Es war der erste Besuch des erst im März neu gewählten Generalsekretärs der CDU Hessen, dem Landtagsabgeordnete Peter Beuth (41) im Vogelsbergkreis.
Im Beisein des CDU-Kreisvorsitzenden, Kirtorfs Bürgermeister Ulrich Künz, örtlicher Repräsentanten sowie des CDU-Kreisvorstands, informierte er sich durch einen Vorort-Termin in Ober-Gleen über die Maßnahmen im Rahmen des Sonder-Investitionsprogramms "Sportland Hessen" zur Sportstättensanierung, -modernisierung und -erweiterung. Wie Ulrich Künz mitteilte, seien für die Stadt Kirtorf seit November 2007 insgesamt fünf Anträge auf Gewährung einer Landeszuwendung aus diesem Sonder-Investitionsprogramm bewilligt worden, die letzten drei im Frühjahr diesen Jahres: für die Dachsanierung des Sportlerheims in Ober-Gleen 7000 Euro, für die Erneuerung des Rasensportplatzes in Ober-Gleen 35 000 Euro, für die Erweiterung der Gleentalhalle in Kirtorf 50 000 Euro, für die Erneuerung des Sportfeldes, der Barriere und der Ballfanganlage im Stadtteil Wahlen 20 000 Euro und für die Sanierungs- und Modernisierungsmaßnahmen am Vereinsheim in Kirtorf 50 000 Euro.

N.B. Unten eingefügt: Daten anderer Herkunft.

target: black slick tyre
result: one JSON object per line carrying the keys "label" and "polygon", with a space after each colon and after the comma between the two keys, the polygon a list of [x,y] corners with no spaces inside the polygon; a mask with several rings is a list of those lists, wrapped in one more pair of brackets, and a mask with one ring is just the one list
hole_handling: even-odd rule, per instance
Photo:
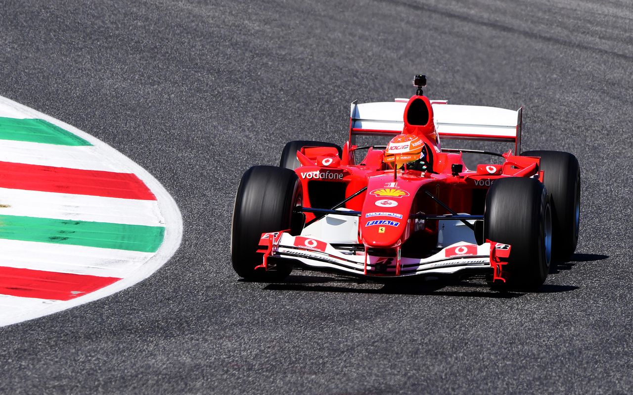
{"label": "black slick tyre", "polygon": [[494,181],[486,198],[484,233],[493,242],[511,246],[503,267],[506,282],[496,287],[534,290],[543,284],[549,272],[552,221],[549,195],[538,180]]}
{"label": "black slick tyre", "polygon": [[301,233],[301,214],[293,214],[301,204],[301,185],[292,170],[275,166],[253,166],[244,172],[237,188],[231,231],[233,269],[247,280],[277,281],[287,276],[292,268],[277,265],[274,269],[255,269],[263,255],[256,251],[265,232],[291,230]]}
{"label": "black slick tyre", "polygon": [[551,196],[554,233],[552,254],[565,260],[578,244],[580,216],[580,167],[576,157],[560,151],[526,151],[524,157],[540,157],[543,184]]}
{"label": "black slick tyre", "polygon": [[299,159],[297,159],[297,151],[300,151],[304,146],[319,147],[330,146],[334,147],[339,152],[339,157],[342,155],[342,150],[341,147],[332,143],[325,143],[323,141],[310,141],[308,140],[295,140],[290,141],[284,147],[284,150],[281,152],[281,160],[279,161],[279,167],[285,167],[294,170],[301,165]]}

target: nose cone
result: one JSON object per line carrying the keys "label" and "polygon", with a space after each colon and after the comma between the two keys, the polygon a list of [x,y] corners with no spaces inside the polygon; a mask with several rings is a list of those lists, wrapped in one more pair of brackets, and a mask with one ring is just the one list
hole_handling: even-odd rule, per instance
{"label": "nose cone", "polygon": [[393,182],[388,174],[370,178],[367,191],[360,217],[363,243],[370,247],[398,245],[407,234],[416,186],[404,180]]}

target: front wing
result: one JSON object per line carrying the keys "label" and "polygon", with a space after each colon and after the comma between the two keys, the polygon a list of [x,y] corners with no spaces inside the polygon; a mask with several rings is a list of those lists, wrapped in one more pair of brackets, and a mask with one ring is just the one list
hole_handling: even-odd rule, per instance
{"label": "front wing", "polygon": [[375,256],[365,252],[344,251],[314,238],[292,236],[285,231],[263,233],[260,243],[263,262],[258,268],[268,269],[271,262],[288,263],[317,270],[342,271],[368,277],[415,275],[441,276],[461,271],[492,274],[493,280],[505,282],[502,267],[508,262],[510,246],[491,240],[481,245],[460,242],[441,248],[425,258]]}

Bürgermeister Künz stellte fest, seine Stadt sei die Gemeinde im Vogelsbergkreis, die die meisten Maßnahmen im Rahmen dieses Programms mit ihren Vereinen abgewickelt habe: "Das geht in die Hunderttausende". „Mit diesem Super-Programm ist es gelungen, die gute Vereinsarbeit vor Ort gebührend zu unterstützen“. Ohne Sponsoren viele Vereine auf Grund ihrer strukturellen Situation oft nicht in der Lage notwendige Veränderungen finanziell alleine zu schultern. Hier muss geholfen werden, denn wir alle wissen, dass Vereinsarbeit für den gesellschaftlichen Zusammenhalt unverzichtbar sind.

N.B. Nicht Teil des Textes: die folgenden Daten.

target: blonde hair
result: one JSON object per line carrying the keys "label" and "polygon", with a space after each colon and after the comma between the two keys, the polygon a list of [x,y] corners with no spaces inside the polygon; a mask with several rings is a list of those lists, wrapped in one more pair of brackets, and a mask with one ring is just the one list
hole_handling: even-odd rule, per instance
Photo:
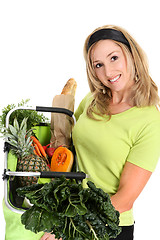
{"label": "blonde hair", "polygon": [[[121,47],[126,57],[127,67],[129,68],[131,74],[130,76],[135,82],[131,89],[132,104],[137,107],[159,105],[158,87],[149,75],[147,57],[144,51],[133,39],[133,37],[131,37],[131,35],[123,28],[113,25],[106,25],[95,29],[87,37],[84,45],[84,58],[86,61],[88,83],[94,97],[93,101],[88,107],[87,115],[92,119],[95,119],[93,113],[101,116],[104,114],[111,116],[111,113],[109,112],[109,104],[112,98],[111,90],[104,86],[97,78],[91,59],[91,52],[96,43],[94,43],[89,50],[87,50],[90,36],[100,29],[107,28],[122,32],[130,44],[131,51],[125,44],[115,41],[115,43]],[[104,91],[105,94],[103,94]]]}

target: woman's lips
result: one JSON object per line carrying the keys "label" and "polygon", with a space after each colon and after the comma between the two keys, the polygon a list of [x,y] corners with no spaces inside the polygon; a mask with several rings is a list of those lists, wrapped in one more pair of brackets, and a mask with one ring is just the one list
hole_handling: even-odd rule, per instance
{"label": "woman's lips", "polygon": [[119,74],[118,76],[116,76],[116,77],[114,77],[114,78],[112,78],[112,79],[109,79],[108,81],[110,82],[110,83],[115,83],[115,82],[117,82],[118,81],[118,79],[121,77],[121,74]]}

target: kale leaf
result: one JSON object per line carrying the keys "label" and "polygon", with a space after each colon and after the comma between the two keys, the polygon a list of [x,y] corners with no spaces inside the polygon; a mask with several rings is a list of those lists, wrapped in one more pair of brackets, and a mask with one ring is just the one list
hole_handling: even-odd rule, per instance
{"label": "kale leaf", "polygon": [[52,232],[63,240],[109,240],[120,232],[119,212],[102,189],[88,181],[88,188],[64,176],[50,183],[17,189],[33,206],[21,216],[25,228]]}

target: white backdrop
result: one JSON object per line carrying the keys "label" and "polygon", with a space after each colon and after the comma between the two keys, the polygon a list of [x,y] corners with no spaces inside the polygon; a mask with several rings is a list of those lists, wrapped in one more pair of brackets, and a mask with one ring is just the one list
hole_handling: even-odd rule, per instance
{"label": "white backdrop", "polygon": [[[85,38],[105,24],[119,25],[135,37],[147,53],[151,76],[160,87],[159,20],[157,0],[1,0],[0,111],[27,98],[30,105],[51,106],[70,77],[78,84],[77,107],[89,90],[83,59]],[[1,174],[2,140],[0,157]],[[159,239],[159,193],[160,164],[135,203],[135,240]],[[0,179],[1,202],[2,198]],[[1,203],[0,221],[0,239],[4,239]]]}

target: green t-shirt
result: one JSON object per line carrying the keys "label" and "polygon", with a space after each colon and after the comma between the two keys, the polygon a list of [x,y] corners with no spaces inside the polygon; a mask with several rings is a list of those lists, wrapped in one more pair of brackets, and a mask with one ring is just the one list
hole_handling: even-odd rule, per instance
{"label": "green t-shirt", "polygon": [[[133,107],[108,116],[87,117],[92,101],[88,94],[80,103],[72,137],[79,169],[110,196],[117,192],[126,161],[153,172],[160,156],[160,112],[155,106]],[[84,180],[86,186],[87,179]],[[134,223],[133,211],[120,215],[120,225]]]}

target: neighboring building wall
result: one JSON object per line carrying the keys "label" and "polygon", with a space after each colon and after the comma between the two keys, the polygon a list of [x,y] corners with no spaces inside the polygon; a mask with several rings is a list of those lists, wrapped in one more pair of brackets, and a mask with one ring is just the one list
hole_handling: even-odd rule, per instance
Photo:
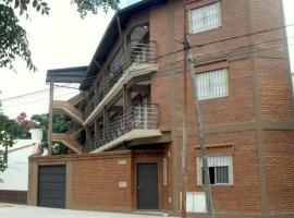
{"label": "neighboring building wall", "polygon": [[37,152],[41,131],[32,130],[32,140],[17,140],[9,148],[8,168],[0,172],[0,202],[26,203],[28,157]]}

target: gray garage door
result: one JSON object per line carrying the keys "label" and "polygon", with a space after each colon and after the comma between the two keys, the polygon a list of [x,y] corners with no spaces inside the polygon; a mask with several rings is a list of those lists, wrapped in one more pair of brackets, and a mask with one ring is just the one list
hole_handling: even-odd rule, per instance
{"label": "gray garage door", "polygon": [[65,166],[39,166],[38,206],[65,208]]}

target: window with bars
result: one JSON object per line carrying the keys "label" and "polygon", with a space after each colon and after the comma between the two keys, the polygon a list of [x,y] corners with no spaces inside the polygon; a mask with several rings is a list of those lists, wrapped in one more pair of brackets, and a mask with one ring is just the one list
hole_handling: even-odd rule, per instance
{"label": "window with bars", "polygon": [[[233,184],[232,156],[208,157],[210,184]],[[197,184],[205,184],[203,159],[197,157]]]}
{"label": "window with bars", "polygon": [[189,12],[189,33],[196,34],[221,26],[219,2]]}
{"label": "window with bars", "polygon": [[199,73],[195,77],[199,100],[221,98],[229,95],[225,69]]}
{"label": "window with bars", "polygon": [[163,158],[163,185],[168,185],[168,158]]}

„Hier ist der Staat schon ein bisschen gefordert". Öffentliche Förderung sei notwendig, um den Betrieb aufrecht zu erhalten. Mit diesem Hintergrund hat das Land Hessen daher "erstmals in der Geschichte" ein solch großes Förderprogramm aufgelegt. Mit "Sportland Hessen" habe die Landesregierung im vergangenen Jahr einen Schwerpunkt auf dem Sektor vereinspolitischer Aktivitäten gesetzt. Das Landesprogramm finanziere 50 Prozent der zuwendungsfähigen Kosten. Die Stadt habe in der Regel 20 Prozent gegeben, der Vogelsbergkreis zehn Prozent. Unter Berücksichtigung der Zuschüsse des Landessportbundes verbliebe also den Vereinen eine Eigenbeteiligung von höchstens zehn Prozent bei der Finanzierung entsprechender Maßnahmen.
Peter Beuth erklärte, er kenne Ulrich Künz auch aus anderen Gremien wie dem Landkreistag. Er sei nämlich nebenher auch noch Vorsitzender des Kreistags des Rheingau-Taunus-Kreises: "So sitzen wir schon öfters nebeneinander und man kennt sich gut".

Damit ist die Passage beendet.